Once you understand these big picture ideas, you can do one of two things. You can read the Bogleheads Guide to Investing, or you can just figure out the cheapest target-date fund that your savings provider provides (ex. my work provides Fidelity so I use that for my 403b, outside of work the cheapest is usually Vanguard which I use for my backdoor Roth and taxable investments). With the target date fund you can just pick a single date (when you plan to retire) and set and forget and it will take care of all the rebalancing and diversification and so on for you. Easy peasy AND it matches the market, unlike the majority of active managers (who get out-performed by the market).

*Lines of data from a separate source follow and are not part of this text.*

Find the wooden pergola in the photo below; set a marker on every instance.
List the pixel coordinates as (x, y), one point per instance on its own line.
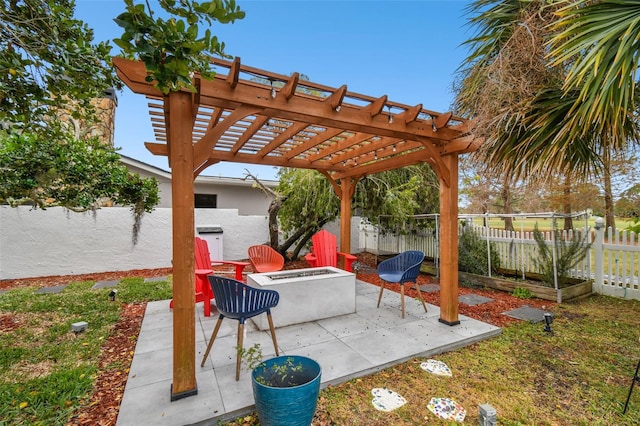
(248, 115)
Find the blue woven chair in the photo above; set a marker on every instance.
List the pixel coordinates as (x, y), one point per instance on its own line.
(239, 301)
(403, 268)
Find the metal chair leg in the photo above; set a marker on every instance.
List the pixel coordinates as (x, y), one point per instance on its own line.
(420, 296)
(239, 349)
(633, 381)
(213, 337)
(273, 334)
(380, 295)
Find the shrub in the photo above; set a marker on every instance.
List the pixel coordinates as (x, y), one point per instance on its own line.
(568, 253)
(472, 254)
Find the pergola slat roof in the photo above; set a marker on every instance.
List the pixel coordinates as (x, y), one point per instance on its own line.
(247, 115)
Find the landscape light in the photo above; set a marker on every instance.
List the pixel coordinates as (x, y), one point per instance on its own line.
(548, 319)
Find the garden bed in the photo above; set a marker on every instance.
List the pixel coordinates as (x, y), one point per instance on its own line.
(575, 290)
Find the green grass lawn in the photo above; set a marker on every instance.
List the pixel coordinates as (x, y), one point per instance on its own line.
(46, 370)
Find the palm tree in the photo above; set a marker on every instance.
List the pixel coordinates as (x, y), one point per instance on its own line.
(540, 89)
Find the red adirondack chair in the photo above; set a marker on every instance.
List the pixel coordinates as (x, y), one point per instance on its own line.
(203, 268)
(324, 251)
(264, 258)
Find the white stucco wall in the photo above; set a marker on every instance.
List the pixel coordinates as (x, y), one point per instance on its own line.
(37, 243)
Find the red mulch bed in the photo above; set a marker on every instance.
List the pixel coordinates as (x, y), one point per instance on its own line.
(118, 349)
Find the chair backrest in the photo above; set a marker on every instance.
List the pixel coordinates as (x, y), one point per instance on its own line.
(408, 262)
(325, 247)
(264, 258)
(235, 299)
(203, 259)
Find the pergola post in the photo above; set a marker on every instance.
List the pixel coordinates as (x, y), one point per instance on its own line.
(449, 242)
(347, 189)
(180, 121)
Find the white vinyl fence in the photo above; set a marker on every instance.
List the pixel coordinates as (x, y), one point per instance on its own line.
(613, 261)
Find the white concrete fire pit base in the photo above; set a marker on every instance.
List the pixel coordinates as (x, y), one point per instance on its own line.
(306, 294)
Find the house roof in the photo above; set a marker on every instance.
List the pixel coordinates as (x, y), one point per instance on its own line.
(164, 174)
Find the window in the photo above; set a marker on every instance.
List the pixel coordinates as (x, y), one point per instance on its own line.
(206, 201)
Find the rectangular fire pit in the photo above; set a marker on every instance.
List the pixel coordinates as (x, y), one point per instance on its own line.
(307, 294)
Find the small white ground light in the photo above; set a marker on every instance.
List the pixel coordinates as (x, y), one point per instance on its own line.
(79, 327)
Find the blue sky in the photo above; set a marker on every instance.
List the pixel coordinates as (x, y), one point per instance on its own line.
(407, 50)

In terms of college savings and financial aid, you definitely want to read this series of posts from Forbes Magazine. Here’s one of our many posts discussing retirement vs college savings. The short version is that depending on what schools your kids are considering and how much money you make (say, under 300K/year) then you are likely to want to shove as much money into retirement vehicles as possible. (If I had to go back, I’d funnel some of our 529 money into 403b and 457 accounts, but I didn’t know we’d be as high income as we are now and I didn’t know that financial aid at fancy schools went so high up the income distribution.)
In email conversation you also mentioned that as a freelancer you wanted to know more about ways for self-employed people to save for retirement. If anybody has book recommendations, that would be great. I found a couple useful web articles on the topic. You also mentioned you’d be interested in finding out more about how to tap into retirement money without penalty before age 59.5. For that there’s something called substantially equal payments that you can use in some cases. You can also always take money out with the 10% penalty. Or take the principal out of a Roth (or 457 if you leave that employer).
In terms of what books to avoid: Dave Ramsey is awesome for debt payment, but he is absolute garbage for investing. Do not follow his advice for investing.
Grumpy Nation– What books do you and don’t you recommend for Mel? Any web resources? How should she get started? Any advice specific to freelancers?